Simple Applications of Noncommutative Geometry?

[LukeD]

Noncommutative Geometry has many simple applications. For instance, it can be used to do differential geometry on a lattice, on a finite set, over Brownian motions, or in quantum phase space. I'm much more interested in learning the applications of noncommutative geometry than its particulars in the most abstract settings.

Unfortunately, most of the information I've found on NCG is very high level. Except for a single paper I found that treated Brownian motions, I've yet to find any information on simple applications that is written for people who don't understand much of algebra or geometry.

Does anyone know of any papers on applications of noncommutative geometry written for, say... a crowd of engineers or computer scientists?

 

[LukeD]

No one? Does anyone know of another active math forum where I might get a helpful response?

 

[LukeD]

Lots of views, but no responses. I guess that means that people are interested, but no one has an answer.
Maybe someone knows some answers to elementary questions that I have (though I don't expect that the answers will all be so elementary!)

1. How do I form a differentials & do integrals for functions on a lattice? on a graph?
2. How do the ideas used relate to the things I can already calculate with my unrefined ideas of differences and sums?
3. Other examples of of forming differentials & doing integrals in non-classical situations? stochastic calculus? quantum phase space? a geometric algebra?
4. Have you yet answered the question "Just what is \sqrt{dx^2 + dy^2}?" I won't consider NCG a success until I have the answer to that question! (I asked about the geometric algebra for this reason)

 

[Monocles]

I am confused by your question because you ask for something aimed at people that do not know much algebra or geometry, but then go on to mention geometric algebra, quantum phase space, etc.

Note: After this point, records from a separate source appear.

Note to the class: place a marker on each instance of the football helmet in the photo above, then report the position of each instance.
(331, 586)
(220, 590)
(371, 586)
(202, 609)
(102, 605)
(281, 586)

This thread might be helpful: http://mathoverflow.net/questions/14518/applications-of-noncommutative-geometry

Though, the above thread is mostly about NC algebraic geometry, and it sounds like you're asking about NC differential geometry. Unfortunately, I do not know much about NCG other than you start with the Gelfand representation theorem and then remove the assumption of commutativity on the algebra to obtain the notion of a noncommutative space.